As previously confessed as one of my 30 secrets in 30 days, I only like to watch films I’ve seen before. I’m the first to admit the rather limiting nature of this part of my personality  and thus I did, as part of 39 things to do before I’m 40, commit to watching 5 films I’d never seen before. Actually I did that relatively easily through a combination of the magic of Disney/general wonderment of Pixar and a couple of films recommended by Bee who I like to follow in a sheeplike fashion. Baaaaaaaa…..

So far, so dull. And then I met theshopkeeperswife and we somehow fell in to a ‘Mummies Film Club’ thing. We didn’t plan it. Neither of us are passionate about film, nor did either of us have a burning desire to become Film Literate. I think time and circumstance has kind of shaped our new club. We can go to the flicks in the evening (when the children are asleep and our husbands are home), we can go any night of the week and it doesn’t involve any preparation. We can be totally flexible about it, we get TWO HOURS of total escapism and we get to eat chocolate. Could anything be finer?

Actually, for me, what seals the deal is the TWO HOURS of escapism. I hadn’t been to the cinema for years, literally, until recently. I took Diggy to the morning showings for parents when he was little, as I’d done with Bertie. It was fine when they were tiny and slept throughout, or fed. But once they were a bit awake, ie about 6 weeks old, it was so dull. Just bouncing a baby on your knee in the dark and hoping they wouldn’t scream/throw up/poo all over you. I don’t think I’ve been to the flicks without a potential screamer/vomiter/pooer for 6 years.

So I’d forgotten how blissful it is to slip back in your seat and switch off. Really, really switch off in a way you can’t anywhere else. Films at home are great, but there’s always the temptation to nip off and do something. At the cinema you have to kind of ‘give yourself up’ to the darkness. What bliss.

Better, our Mummies Club is driven by date and not by film. We have a vague (very) idea of what we’d like to see but that’s not the point. The point is getting out and going to the cinema and, more of less, what’s on is irrelevant.

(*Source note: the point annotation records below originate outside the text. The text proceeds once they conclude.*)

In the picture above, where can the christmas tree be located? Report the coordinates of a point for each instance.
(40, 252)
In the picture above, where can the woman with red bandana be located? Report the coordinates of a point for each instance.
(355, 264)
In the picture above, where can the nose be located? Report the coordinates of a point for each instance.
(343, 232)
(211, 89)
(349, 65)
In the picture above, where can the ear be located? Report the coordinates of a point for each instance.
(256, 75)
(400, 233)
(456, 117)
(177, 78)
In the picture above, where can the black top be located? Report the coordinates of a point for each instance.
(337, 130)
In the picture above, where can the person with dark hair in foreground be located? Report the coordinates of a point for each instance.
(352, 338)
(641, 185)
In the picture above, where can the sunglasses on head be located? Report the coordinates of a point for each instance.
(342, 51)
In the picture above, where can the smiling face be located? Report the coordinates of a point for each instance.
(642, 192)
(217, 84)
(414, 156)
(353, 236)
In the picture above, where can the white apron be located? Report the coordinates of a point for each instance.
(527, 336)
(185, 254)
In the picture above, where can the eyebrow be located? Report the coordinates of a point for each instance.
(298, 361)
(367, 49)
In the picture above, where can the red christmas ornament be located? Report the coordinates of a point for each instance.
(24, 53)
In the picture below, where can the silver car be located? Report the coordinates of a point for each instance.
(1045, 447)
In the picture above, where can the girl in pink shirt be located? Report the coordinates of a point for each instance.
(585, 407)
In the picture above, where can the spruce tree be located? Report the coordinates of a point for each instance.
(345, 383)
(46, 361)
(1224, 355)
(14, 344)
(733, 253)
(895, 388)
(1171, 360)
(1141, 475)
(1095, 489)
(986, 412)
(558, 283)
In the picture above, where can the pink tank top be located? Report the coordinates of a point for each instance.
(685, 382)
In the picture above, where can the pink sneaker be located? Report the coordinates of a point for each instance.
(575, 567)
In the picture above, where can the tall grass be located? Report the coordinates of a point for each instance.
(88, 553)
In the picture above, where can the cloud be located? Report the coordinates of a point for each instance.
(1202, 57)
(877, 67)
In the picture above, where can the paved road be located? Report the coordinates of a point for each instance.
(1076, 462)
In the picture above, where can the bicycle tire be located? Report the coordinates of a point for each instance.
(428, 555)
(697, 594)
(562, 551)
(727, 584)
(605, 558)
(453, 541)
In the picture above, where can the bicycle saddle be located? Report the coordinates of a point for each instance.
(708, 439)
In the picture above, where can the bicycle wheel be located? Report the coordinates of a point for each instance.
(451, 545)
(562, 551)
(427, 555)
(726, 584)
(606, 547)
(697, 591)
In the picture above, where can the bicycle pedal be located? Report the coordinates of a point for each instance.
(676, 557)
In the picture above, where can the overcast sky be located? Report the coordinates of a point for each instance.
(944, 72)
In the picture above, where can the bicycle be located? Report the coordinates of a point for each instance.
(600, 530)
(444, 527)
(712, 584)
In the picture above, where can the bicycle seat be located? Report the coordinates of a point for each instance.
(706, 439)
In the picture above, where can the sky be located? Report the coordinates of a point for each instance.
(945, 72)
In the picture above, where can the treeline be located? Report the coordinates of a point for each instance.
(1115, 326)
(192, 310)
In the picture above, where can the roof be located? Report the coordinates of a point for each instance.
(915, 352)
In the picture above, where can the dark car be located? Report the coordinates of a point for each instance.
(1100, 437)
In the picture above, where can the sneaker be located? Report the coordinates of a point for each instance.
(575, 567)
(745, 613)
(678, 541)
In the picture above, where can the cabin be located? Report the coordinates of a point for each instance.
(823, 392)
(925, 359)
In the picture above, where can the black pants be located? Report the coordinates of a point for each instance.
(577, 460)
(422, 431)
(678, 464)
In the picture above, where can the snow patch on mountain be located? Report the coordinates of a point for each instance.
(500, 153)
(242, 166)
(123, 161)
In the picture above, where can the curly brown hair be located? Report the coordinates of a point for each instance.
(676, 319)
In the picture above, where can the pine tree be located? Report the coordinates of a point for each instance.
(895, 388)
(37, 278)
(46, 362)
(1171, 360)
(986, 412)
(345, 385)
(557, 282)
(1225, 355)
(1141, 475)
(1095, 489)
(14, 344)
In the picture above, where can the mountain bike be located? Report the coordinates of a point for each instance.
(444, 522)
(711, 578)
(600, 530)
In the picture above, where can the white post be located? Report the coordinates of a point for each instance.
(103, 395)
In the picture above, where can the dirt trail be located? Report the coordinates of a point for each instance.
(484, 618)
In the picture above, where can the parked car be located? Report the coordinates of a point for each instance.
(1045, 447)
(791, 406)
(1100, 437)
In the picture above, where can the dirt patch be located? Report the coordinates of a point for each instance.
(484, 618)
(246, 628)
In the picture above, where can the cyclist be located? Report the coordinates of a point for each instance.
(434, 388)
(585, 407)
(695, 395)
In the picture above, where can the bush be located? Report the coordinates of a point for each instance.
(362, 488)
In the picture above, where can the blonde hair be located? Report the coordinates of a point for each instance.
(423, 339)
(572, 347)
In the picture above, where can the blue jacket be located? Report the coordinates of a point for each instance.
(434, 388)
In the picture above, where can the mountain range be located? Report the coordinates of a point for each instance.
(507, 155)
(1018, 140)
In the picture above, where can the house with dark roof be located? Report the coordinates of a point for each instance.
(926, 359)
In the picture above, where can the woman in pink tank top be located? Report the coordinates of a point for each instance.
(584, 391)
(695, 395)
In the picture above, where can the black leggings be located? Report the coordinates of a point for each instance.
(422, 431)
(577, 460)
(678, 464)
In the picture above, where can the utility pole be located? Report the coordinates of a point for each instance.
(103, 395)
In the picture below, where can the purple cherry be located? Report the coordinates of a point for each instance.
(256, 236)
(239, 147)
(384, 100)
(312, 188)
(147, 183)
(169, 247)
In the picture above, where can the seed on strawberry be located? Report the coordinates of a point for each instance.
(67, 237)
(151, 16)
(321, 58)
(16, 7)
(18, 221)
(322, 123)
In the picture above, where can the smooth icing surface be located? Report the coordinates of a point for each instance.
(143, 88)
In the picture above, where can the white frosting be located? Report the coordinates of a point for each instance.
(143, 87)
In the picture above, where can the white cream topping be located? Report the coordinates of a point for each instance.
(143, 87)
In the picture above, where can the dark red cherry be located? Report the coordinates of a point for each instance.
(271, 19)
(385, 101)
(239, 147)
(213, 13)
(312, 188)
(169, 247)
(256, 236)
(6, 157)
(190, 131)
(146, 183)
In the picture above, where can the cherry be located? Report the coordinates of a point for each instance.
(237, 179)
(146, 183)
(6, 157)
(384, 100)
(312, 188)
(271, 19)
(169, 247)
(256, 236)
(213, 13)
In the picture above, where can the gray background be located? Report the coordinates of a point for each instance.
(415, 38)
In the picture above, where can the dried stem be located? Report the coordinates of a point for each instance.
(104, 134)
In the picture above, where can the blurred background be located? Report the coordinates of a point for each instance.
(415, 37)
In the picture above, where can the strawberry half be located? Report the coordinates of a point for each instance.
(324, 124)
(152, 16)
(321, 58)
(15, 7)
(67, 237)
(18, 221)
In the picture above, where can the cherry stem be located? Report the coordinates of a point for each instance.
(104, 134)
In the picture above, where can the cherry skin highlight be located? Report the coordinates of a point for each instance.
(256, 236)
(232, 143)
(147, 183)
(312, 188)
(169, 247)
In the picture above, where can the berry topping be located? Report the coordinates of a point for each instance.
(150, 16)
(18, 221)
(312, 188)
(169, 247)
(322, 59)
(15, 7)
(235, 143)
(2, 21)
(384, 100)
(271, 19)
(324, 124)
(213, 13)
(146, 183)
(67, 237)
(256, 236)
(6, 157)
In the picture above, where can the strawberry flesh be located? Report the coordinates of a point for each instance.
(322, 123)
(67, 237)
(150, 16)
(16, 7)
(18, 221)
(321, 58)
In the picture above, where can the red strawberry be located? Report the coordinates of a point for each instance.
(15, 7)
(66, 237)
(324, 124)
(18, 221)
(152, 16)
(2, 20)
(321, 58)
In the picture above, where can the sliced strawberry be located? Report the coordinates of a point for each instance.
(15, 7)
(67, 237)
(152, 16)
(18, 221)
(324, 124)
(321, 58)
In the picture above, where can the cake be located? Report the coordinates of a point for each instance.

We’ve kept it simple by limiting our chosen cinemas to two local ones, both rather quaint one screen affairs. The film starts at the same time every night, 7.30pm, just perfect for us Mummies (late enough to be after bedtime, early enough to sneak in a drink afterwards).

So, we choose a date we can both do and then see the film we prefer from a choice of two cinemas. Marvellous! What I LOVE is that I am watching films  I would never, normally, have chosen to watch: Sex and the City 2 (compulsive crap: knew it was dreadful but enjoyed every minute), Whatever Works (would NEVER chose a Woody Allen movie, although I love Larry David), The Ghost Writer (WONDERFUL!)….last week it was supposed to be Gainsbourg but schedules meant it didn’t happen…so we’ve moved our date to next week. I can’t tell you what we’re seeing because I haven’t looked at the programme yet. Who cares?! I’m going to the cinema, whoop whoop.

What a joy this new hobby is! Minimal input but such a joyful output. TWO HOURS (did you get that yet?) of escapism, good company, drink and a debrief (but not like that) afterwards, chocolate…so delightful. What’s so surprising to me is how much I’m enjoying, really properly enjoying, the element of surprise. I’m sure there will be some losers, but thus far they have all been winners for different reasons. I especially enjoyed The Ghost Writer although I know, in a million years, I wouldn’t have ever chosen to see it.

I’m embracing a new, relaxed, “let’s just go with it and see where it takes us” approach. I have definitely ‘unclenched’ since we moved out of London and perhaps this is another manifestation of that. Although MrSpud, natch, is taking credit. He told me today that I’ve let go of all my Catholic “hang ups” since I met him. Yeah yeah yeah, blah blah blah.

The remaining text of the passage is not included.